Wenn Patienten in die Klinik kommen, fällt zunächst eine Menge „Papierkram“ an: Behandlungsvertrag, Wahlleistungsvertrag, Datenschutzbestimmungen – all diese klinikspezifischen Dokumente liegen üblicherweise in Papierform vor, werden vom Patienten bei der Aufnahme zur Kenntnis genommen und unterschrieben und, meist analog, abgelegt. „Am Klinikum rechts der Isar der TU München läuft das perspektivisch vollständig elektronisch“, erklärt Dipl.-Kfm. Andreas G. Henkel, der das Projekt als Chief Information Officer (CIO) steuert.
Möglich macht das die Software E-DocumentPro von Thieme Compliance, für die sich das Klinikum nach eingehender Prüfung entschieden hat. Der Patient füllt die Unterlagen bei der Aufnahme an einem Mobilgerät aus und unterschreibt auch digital. „Die Dokumente werden direkt in der elektronischen Patientenakte, die sich gerade im Aufbau befindet, abgelegt und damit gleichzeitig rechtsverbindlich archiviert“, erklärt Henkel.
Anamnese und Patientenaufklärung
Auch Angaben, die der Patient bei der Einweisung zu sich und seiner Erkrankung macht, sollen im Aufnahmeprozess künftig elektronisch erfasst und damit der Umweg über einen Fragebogen auf dem Klemmbrett vermieden werden. „Damit stehen dann neben den unmittelbar behandlungsrelevanten Daten auch Informationen, die an anderer Stelle während des Klinikaufenthaltes relevant sind, perspektivisch digital zur Verfügung – etwa Lebensmittelunverträglichkeiten oder Einschränkungen in der Mobilität“, erklärt Dr. Christoph Spinner. Der Infektiologe hat sich vor einigen Jahren auf IT-Themen spezialisiert und gehört heute zu den ersten Fachärzten, die als Chief Medical Information Officer (CMIO) den digitalen Wandel vorantreiben.
Als Arzt freut er sich besonders auf die digitale Patientenaufklärung. Die Softwarelösung E-ConsentPro mobile bietet neben den klassischen Aufklärungsinformationen in bis zu 20 Sprachen auch zahlreiche Aufklärungsvideos. Die digitale Anamnese ermöglicht es Patient und Arzt, Fragen und Anmerkungen direkt in der Anwendung zu notieren. Damit können sich beide Seiten im Detail vorbereiten und im Aufklärungsgespräch gezielt auf individuelle Besonderheiten eingehen. „Das entlastet den Arzt und gibt dem Patienten Sicherheit“, ist Dr. Spinner überzeugt.
Mit der biometrischen Signatur, die ebenfalls direkt am Mobilgerät erfolgt, ist die Patientenaufklärung juristisch fundiert dokumentiert. Die Archivierung soll künftig ausschließlich digital in der elektronischen Patientenakte erfolgen, auf die alle an der Behandlung Beteiligten dann Zugriff haben werden. „Perspektivisch ist insbesondere auch die interoperable Bereitstellung der Anamneseinformationen aus E-ConsentPro als HL7 FHIR-Observation von hoher Relevanz“, so Dr. Spinner.

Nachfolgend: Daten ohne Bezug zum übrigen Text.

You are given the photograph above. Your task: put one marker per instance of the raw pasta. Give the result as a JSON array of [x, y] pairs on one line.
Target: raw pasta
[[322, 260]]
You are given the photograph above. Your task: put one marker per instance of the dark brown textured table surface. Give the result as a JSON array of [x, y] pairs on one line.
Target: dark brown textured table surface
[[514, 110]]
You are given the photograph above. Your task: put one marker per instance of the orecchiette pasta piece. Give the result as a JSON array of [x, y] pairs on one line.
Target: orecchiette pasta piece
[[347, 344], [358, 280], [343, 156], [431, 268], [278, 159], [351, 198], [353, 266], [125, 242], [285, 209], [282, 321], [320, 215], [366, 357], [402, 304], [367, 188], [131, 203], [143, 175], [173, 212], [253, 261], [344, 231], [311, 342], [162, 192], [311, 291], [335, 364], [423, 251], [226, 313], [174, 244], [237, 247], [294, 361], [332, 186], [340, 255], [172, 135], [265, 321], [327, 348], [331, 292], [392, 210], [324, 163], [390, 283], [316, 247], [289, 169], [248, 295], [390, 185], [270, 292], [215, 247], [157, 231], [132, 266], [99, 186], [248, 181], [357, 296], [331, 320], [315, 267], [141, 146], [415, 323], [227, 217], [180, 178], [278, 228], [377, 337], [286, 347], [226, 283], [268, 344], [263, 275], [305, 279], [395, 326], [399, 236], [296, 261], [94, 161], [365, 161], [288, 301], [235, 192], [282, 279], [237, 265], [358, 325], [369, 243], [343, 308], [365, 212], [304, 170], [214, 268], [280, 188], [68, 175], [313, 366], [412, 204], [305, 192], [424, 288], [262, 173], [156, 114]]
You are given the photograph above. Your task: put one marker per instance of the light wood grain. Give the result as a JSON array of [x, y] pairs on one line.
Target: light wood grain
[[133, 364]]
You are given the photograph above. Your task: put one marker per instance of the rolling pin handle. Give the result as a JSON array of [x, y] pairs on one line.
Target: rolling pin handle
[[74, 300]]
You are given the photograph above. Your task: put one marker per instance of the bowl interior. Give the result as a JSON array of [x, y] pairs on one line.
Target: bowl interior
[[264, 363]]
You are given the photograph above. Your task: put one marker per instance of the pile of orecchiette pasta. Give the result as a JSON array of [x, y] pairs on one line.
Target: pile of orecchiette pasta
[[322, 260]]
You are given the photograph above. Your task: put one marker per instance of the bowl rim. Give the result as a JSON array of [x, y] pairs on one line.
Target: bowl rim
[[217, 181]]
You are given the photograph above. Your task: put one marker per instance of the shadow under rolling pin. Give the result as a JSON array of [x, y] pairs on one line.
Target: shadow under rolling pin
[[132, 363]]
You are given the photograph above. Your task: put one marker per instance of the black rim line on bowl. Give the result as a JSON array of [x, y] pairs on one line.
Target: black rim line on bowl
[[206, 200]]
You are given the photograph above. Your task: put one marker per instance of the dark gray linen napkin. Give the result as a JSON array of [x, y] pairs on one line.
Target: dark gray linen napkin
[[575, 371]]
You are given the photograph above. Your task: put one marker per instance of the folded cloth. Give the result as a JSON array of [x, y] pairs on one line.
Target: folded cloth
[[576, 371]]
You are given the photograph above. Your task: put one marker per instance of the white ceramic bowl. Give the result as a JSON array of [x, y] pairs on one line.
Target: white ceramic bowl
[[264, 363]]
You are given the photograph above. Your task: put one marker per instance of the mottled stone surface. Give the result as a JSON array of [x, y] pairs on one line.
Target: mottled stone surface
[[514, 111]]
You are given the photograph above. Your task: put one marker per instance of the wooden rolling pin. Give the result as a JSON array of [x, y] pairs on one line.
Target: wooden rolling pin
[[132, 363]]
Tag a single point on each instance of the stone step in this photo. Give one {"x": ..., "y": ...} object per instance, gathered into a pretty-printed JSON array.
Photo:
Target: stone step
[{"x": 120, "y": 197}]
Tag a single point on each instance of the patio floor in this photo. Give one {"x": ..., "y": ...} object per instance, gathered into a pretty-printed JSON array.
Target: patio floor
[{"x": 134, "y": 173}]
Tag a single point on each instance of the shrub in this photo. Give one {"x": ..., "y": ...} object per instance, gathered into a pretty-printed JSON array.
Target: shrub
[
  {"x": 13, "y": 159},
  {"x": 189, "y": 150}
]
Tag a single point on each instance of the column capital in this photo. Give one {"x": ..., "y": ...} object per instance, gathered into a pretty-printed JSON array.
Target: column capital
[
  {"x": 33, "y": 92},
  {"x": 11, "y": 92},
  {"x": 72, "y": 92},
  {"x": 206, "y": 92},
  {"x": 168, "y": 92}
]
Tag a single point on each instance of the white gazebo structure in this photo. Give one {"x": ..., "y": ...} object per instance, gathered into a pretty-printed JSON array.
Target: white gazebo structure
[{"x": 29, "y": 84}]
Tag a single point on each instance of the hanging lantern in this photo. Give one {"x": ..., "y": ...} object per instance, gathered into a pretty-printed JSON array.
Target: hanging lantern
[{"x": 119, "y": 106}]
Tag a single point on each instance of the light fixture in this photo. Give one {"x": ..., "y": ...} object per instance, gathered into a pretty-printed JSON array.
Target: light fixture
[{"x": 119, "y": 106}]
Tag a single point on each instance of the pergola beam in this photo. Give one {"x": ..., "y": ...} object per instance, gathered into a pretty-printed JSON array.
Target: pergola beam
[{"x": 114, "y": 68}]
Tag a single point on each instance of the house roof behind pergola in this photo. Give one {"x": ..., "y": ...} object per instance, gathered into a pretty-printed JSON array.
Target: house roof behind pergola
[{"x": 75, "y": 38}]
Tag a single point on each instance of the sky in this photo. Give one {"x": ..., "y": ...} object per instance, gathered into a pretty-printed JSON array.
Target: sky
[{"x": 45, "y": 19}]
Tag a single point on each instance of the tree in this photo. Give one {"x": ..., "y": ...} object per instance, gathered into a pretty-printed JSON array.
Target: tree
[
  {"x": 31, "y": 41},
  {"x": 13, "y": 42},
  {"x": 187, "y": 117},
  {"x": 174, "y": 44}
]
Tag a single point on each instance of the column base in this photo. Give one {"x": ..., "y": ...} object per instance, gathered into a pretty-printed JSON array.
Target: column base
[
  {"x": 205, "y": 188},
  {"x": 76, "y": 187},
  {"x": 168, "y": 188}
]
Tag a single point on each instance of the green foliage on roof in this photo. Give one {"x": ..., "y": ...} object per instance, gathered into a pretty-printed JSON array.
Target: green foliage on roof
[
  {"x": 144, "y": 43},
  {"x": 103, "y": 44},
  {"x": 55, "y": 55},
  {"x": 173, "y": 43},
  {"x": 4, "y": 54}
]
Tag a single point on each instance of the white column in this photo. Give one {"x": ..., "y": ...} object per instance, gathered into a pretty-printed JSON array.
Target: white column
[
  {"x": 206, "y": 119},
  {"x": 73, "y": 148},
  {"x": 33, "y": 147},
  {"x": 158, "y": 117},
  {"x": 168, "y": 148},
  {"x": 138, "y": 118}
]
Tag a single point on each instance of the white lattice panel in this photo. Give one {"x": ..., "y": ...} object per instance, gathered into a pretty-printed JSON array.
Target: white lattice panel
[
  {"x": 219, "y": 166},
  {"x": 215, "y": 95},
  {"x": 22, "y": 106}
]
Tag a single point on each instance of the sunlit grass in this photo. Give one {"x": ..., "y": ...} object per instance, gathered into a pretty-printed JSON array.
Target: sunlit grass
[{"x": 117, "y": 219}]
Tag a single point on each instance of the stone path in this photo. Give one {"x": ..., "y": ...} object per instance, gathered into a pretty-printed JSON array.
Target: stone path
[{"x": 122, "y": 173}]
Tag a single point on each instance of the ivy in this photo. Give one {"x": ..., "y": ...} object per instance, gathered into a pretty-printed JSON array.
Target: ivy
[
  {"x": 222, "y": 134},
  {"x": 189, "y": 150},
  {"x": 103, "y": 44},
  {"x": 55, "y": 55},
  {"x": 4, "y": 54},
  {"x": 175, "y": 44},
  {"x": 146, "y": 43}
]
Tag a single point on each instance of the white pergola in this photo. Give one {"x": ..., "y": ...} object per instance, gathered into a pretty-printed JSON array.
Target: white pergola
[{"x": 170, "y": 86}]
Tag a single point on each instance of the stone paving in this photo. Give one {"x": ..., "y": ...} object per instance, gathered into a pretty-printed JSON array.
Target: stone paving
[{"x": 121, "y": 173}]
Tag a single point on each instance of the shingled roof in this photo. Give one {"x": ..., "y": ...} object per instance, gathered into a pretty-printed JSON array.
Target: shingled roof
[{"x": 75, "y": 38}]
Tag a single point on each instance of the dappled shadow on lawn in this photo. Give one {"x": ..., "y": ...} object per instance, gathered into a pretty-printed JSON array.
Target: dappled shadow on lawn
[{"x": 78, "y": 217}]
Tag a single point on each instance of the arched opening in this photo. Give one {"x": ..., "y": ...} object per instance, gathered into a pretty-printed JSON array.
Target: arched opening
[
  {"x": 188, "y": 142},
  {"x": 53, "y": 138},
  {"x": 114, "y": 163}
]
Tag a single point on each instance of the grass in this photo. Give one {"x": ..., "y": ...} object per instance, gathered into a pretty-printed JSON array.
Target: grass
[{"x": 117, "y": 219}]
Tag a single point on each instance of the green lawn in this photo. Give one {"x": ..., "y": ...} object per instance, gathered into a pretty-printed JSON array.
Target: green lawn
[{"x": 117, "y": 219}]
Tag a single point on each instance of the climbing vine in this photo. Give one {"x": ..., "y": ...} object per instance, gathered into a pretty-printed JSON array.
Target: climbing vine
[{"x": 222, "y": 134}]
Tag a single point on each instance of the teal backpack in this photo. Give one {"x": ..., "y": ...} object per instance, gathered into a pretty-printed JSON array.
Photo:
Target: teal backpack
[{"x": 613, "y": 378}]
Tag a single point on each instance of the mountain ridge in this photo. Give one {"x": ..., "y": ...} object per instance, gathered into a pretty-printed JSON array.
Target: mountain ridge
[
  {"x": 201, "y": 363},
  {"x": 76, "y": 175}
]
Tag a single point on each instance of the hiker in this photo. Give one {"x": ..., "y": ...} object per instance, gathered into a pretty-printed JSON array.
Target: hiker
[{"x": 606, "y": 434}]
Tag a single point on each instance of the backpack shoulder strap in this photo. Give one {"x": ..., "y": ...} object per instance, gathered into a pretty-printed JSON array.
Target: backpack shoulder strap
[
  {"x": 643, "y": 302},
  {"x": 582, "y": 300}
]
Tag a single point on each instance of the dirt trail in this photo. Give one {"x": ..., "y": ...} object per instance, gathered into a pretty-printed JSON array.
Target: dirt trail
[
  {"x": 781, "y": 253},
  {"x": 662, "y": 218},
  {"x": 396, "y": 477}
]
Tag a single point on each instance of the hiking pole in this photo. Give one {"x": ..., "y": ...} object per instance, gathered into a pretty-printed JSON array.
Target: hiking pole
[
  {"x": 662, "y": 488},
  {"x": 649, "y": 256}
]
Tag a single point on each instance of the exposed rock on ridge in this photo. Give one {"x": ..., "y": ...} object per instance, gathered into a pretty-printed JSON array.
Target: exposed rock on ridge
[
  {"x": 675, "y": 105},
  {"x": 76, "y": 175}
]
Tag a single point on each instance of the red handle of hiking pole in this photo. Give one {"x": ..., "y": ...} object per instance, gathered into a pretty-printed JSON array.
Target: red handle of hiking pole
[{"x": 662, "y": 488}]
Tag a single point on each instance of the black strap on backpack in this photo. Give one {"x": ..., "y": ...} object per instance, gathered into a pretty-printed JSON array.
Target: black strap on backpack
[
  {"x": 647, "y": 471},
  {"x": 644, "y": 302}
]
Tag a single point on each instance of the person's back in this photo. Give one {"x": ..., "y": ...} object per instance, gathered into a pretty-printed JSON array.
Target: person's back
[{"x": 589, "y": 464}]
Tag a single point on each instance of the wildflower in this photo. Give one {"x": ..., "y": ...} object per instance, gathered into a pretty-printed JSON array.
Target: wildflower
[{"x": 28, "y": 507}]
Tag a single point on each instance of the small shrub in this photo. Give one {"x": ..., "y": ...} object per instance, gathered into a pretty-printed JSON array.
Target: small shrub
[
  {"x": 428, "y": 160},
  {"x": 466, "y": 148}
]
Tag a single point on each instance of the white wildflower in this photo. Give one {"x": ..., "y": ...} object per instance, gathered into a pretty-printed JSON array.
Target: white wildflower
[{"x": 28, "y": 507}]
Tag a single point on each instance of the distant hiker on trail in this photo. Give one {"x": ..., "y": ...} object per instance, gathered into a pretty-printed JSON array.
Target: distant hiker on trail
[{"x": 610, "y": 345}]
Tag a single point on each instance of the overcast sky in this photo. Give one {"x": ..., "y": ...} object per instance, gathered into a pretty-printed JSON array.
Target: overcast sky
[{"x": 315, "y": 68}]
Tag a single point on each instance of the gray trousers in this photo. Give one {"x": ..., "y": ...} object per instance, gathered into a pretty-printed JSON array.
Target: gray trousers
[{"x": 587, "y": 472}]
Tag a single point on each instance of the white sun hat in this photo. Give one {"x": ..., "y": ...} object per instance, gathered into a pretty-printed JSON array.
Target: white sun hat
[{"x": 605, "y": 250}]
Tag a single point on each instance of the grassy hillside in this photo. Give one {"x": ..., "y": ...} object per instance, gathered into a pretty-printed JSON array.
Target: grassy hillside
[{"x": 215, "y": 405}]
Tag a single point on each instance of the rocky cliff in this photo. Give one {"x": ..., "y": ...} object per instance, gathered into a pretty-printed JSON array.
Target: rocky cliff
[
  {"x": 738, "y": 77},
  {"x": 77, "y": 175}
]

Rollout und Prozessanpassung
„Der Rollout von E-Consent Pro mobile und E-Document Pro erfolgt zunächst in zwei medizinischen Fachbereichen und einem administrativen Umfeld“, erklärt Dr. Spinner. Nach der Evaluation soll die neue Lösung nach und nach in der gesamten Uniklinik eingeführt werden. „Wir haben uns bewusst für die sukzessive Einführung der neuen Software entschieden“, erläutert Spinner das Vorgehen. „Denn das gibt uns die Möglichkeit nach und nach die erforderliche Hardware zu beschaffen, das Personal zu schulen und aktiv bei der Einführung der neuen, digital gestützten Prozesse zu begleiten, bis sie für alle zur Selbstverständlichkeit geworden sind.“
Die intensive Schulung hält auch Henkel für entscheidend: „Die Akzeptanz für Digitalisierung bei unseren Mitarbeitern ist hoch, gleichzeitig sind die Berührungsängste mit der Digitalisierung bei einem heterogene Alterslevel von 20 bis 60 Jahren sehr unterschiedlich“, sagt der IT-Spezialist. Daher werden die Mitarbeiter so geschult, dass sie intuitiv mit den neuen Lösungen papierlos und digital arbeiten können. Sie lernen, dass sie über die elektronische Patientenakte aktiv von überall auf Dokumente zugreifen, sie verteilen sowie auslesen können. „Die technische Implementierung im Hintergrund, die die Dokumente nach offiziellen IHE-Standards archiviert, macht das erst möglich und spart den Mitarbeitern Zeit, administrativen Aufwand und Papier“, so Henkel.